Discussion in 'Masonic Education' started by Blake Bowden, Jan 19, 2011.

  1. Blake Bowden

    Blake Bowden Administrator Staff Member


    All too often a newly made Mason, usually at the Entered Apprentice and Fellow Craft stages in his Masonic career, drops out and eventually demits or receives a non-payment of dues suspension. Is it his fault??? No, it is yours!!! You, as his sponsor and mentor, began ignoring him the minute the ink from your signature had dried on his petition for initiation. You were not there for his initiation, passing or raising. You failed to assist him with his memory work. You failed to introduce him throughout your jurisdiction by not inviting him out to visit other lodges with you. You failed to phone him on a regular basis or visit him, to ensure he is not having any difficulties with his memory work. You failed to invite him and his wife out to a ladies night, to ensure his wife felt part of the Masonic community. He probably does not know the protocol for these types of social functions as of yet and never assume he does. Basically, you left him standing alone, thus leaving him with the feeling he is not part of the Masonic fraternity, subsequently losing interest in his lodge and never returning.

    This, my brethren, is OUR fault, not the members who lose interest. They lose interest because they are not stimulated in lodge, their sponsors forget their obligations and most of all, they are being ignored/disregarded amongst the lodge members who should be taking these new members under their wing and making him feel welcomed and part of the circle. It is estimated that there is an alarming rate of approximately 20% of new members, usually EA or FC, who have lost interest in the lodge and have demitted, or not returned.

    It is your duty as a sponsor/mentor to ensure, once you petition someone, that you strive to stay with him throughout the entire process. You should be ensuring that the new member is cared for, support and directed throughout the process. This must continue until such time he is either accepted into the circle, which should be automatic, considering our purpose, or until they are comfortable enough on their own to build their own friendships amongst the brethren.

    Don't just assume that because he receives his monthly summons he should feel welcome to attend the stated meetings. Ensure you remind him of the meetings and offer to drive him there for the first few. Be there from his entering the lodge, signing the porch book, introducing him to members he has not yet met and sit with him. After the close of the lodge, sit with him at the festive board until it is time to leave.

    I have heard of an incident. A friend of mine moved from one province to another. When he visited a lodge in that jurisdiction, he was surprised to see one of his sponsors from his mother lodge, who also moved away. His sponsor did not recognize him at first and asked him if he would have a problem with a board of trial. Another friend of mine was sponsored a few years ago and one of his sponsors lived across the street from him. Not once did his sponsor visit or phone him to see how his memory work was or if he required assistance.

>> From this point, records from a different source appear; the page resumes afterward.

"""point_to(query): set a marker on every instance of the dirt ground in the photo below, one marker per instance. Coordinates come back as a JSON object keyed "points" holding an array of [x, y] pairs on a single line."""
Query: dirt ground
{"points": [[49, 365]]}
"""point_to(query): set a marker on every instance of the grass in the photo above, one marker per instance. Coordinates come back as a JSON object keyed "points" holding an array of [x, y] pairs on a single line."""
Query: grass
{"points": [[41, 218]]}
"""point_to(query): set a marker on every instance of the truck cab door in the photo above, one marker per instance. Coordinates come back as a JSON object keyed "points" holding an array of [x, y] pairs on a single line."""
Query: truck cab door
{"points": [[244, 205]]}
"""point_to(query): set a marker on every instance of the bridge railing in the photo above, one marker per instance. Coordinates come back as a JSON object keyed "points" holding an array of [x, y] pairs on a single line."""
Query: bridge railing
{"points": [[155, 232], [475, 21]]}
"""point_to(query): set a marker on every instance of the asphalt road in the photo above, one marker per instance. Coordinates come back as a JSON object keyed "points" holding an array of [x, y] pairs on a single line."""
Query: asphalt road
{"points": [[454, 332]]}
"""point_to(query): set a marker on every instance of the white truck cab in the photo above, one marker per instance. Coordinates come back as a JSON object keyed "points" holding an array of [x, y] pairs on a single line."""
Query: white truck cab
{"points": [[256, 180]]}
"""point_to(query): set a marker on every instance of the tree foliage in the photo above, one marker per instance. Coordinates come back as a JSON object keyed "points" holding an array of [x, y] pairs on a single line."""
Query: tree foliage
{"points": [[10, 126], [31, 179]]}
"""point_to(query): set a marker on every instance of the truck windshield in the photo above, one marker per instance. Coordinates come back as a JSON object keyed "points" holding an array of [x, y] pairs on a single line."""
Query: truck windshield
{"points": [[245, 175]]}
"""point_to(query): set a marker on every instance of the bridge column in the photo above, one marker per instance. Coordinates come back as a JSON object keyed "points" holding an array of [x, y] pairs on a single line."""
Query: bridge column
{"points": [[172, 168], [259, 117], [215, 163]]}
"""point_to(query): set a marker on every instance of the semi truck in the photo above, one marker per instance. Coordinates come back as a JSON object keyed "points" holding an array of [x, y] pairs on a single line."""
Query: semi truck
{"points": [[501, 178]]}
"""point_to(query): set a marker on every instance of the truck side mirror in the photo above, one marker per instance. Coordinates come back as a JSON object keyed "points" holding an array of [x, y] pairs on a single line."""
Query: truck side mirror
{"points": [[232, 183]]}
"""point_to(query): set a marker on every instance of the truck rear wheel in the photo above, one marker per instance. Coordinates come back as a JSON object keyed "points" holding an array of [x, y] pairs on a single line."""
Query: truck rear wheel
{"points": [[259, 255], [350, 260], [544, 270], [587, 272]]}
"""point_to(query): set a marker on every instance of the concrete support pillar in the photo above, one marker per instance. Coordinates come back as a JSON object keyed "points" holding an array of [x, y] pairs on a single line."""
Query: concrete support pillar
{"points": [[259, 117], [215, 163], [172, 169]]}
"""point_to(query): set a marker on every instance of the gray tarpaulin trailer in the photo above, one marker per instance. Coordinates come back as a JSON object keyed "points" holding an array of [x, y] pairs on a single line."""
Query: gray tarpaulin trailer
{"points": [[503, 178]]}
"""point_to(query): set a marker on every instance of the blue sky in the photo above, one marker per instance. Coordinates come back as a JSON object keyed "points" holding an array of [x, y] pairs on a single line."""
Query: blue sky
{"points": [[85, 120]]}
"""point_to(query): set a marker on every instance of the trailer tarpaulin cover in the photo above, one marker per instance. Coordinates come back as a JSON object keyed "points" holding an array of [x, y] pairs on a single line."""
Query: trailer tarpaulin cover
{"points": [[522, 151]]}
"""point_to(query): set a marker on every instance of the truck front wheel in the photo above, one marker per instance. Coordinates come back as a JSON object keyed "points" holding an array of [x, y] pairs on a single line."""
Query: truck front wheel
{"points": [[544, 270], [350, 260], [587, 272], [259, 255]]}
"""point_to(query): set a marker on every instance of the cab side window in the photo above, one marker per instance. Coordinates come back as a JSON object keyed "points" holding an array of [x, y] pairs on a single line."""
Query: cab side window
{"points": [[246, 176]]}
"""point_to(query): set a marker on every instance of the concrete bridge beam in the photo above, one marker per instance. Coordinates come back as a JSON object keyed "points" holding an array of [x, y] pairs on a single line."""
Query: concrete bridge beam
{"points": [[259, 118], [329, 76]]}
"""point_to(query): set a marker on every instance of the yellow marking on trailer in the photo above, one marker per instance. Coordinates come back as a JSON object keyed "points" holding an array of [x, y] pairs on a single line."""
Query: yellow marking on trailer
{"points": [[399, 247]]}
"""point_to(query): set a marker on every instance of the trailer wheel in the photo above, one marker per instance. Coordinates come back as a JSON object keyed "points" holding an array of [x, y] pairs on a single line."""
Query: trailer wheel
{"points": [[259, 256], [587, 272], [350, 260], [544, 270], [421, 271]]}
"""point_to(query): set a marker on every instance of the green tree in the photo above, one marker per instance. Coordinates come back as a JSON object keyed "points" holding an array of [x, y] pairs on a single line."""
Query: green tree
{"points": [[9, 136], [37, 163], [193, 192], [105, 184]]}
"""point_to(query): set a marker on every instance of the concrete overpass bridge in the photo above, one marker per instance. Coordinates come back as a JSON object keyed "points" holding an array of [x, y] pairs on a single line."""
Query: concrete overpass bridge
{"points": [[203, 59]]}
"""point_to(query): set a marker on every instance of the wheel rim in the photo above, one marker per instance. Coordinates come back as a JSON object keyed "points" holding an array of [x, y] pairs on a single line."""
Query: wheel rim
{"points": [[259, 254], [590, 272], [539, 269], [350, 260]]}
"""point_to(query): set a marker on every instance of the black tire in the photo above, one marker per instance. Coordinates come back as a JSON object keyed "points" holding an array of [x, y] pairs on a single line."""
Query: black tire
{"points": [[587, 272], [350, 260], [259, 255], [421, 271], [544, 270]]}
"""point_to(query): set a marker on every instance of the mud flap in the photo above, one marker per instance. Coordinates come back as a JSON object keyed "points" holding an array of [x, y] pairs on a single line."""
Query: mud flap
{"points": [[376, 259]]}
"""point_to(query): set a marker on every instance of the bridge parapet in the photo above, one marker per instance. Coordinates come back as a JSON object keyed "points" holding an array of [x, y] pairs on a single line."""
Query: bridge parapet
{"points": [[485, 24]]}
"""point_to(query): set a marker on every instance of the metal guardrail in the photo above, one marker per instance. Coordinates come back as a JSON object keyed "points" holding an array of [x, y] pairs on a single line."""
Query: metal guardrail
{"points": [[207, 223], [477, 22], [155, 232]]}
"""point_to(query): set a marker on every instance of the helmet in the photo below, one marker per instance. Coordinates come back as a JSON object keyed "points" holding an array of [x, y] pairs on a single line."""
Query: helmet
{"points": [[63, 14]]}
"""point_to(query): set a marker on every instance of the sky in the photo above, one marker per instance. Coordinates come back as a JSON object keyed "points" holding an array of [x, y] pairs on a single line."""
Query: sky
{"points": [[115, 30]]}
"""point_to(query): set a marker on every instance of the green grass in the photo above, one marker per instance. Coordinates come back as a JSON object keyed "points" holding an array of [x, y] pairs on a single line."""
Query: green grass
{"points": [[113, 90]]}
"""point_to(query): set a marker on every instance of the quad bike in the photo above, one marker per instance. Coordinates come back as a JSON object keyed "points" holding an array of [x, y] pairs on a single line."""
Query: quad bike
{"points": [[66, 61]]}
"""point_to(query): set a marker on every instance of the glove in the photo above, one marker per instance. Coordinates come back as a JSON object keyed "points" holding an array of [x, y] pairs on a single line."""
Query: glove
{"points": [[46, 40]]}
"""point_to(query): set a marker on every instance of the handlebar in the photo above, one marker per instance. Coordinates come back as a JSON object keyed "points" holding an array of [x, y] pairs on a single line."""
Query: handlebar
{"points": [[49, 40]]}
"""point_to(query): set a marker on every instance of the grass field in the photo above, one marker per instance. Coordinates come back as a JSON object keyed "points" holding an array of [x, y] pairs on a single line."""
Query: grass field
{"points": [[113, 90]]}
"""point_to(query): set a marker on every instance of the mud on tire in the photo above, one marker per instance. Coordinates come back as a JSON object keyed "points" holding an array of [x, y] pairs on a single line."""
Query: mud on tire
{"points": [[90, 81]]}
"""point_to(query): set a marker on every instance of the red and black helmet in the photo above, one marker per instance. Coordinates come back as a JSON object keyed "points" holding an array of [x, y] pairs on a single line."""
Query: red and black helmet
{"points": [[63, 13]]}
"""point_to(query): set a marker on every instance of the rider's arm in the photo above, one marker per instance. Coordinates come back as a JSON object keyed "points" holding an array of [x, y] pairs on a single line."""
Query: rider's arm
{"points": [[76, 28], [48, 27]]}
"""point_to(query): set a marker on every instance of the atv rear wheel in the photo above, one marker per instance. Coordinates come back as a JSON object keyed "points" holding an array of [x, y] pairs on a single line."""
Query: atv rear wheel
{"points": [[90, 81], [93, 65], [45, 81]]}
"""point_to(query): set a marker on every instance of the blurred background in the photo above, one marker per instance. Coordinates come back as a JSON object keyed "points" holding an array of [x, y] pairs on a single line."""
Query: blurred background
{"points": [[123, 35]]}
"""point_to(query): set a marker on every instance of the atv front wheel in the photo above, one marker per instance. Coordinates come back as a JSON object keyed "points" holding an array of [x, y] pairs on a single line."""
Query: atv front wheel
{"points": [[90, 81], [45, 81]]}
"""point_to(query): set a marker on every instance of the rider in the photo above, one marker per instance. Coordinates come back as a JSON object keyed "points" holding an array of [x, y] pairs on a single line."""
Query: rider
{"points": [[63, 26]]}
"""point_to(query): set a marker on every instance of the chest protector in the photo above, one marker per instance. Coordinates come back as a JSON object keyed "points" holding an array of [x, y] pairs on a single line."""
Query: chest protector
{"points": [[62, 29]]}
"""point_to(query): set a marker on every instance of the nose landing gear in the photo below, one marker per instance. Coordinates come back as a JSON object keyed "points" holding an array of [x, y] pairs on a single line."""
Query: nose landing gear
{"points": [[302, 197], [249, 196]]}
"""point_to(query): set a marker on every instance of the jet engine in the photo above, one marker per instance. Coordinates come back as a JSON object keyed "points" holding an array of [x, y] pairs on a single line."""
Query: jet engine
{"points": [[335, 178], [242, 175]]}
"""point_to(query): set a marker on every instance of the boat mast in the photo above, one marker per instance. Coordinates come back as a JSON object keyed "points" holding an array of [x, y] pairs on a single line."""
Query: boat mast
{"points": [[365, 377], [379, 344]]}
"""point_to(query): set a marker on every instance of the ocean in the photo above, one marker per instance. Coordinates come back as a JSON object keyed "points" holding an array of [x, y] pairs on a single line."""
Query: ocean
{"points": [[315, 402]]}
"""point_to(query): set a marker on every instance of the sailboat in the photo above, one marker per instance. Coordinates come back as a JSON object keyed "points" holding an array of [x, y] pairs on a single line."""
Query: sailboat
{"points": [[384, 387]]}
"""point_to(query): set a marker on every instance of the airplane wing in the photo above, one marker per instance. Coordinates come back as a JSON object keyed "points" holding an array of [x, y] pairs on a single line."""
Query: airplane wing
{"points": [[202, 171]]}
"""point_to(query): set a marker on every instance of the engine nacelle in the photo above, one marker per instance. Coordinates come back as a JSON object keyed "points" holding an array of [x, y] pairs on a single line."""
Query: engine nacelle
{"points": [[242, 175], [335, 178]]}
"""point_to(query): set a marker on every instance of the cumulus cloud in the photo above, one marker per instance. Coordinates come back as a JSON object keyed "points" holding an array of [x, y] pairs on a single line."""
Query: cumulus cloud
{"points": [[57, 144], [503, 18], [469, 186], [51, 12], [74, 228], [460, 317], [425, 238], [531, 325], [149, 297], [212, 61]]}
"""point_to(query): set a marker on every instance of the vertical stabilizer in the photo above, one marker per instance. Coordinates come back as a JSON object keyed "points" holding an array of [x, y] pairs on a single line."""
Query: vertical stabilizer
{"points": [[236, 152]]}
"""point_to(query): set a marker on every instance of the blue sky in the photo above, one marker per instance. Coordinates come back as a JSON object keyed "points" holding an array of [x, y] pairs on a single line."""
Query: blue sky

Luckily, this newly made Mason was a fast learner, a keen member and went though all the degrees by himself, without any assistance from his sponsors at all.

    In closing brethren, if you are going to sponsor someone, be there for him after the ink on his petition dries, from start to finish. I realize that many of us, due to family and work commitments, cannot be there all of the time. But there is always that second person who affixed his signature on that petition and has the same obligation as you do.

    Just remember that every new member we lose, we are also losing the possibility of the ten people he may of sponsored throughout his Masonic career and so on. If we, as a fraternity, are to survive, we must remember the duties and obligations owed to our new members. Just remember before you sponsor someone - will you be there for him?

    Source: Bro. Donald M. Scandrett
  2. JohnnyFlotsam

    JohnnyFlotsam Premium Member

    Great stuff, Blake.

    These are just a couple of the "small things" that we should be doing for every one of our newer Brothers. Nothing, not one single thing, is as important for these men as showing them that they are our Brother by making them feel genuinely welcome as an important part of the fraternity. Mentoring is not just helping with the memory work (though that is an important part). It's teaching all the other stuff, big and small, that makes the new member fill like an "insider"; like he really does belong. No brother should ever be sitting alone in Lodge or at the Festive Board, but this is especially true for the new member. Find ways to make him feel welcome and involved.
    I swear, the way his face lights up when you something as simple as greet that new member when he comes in the door for his first few meetings and introduce him around (yes, again) is priceless. Try it!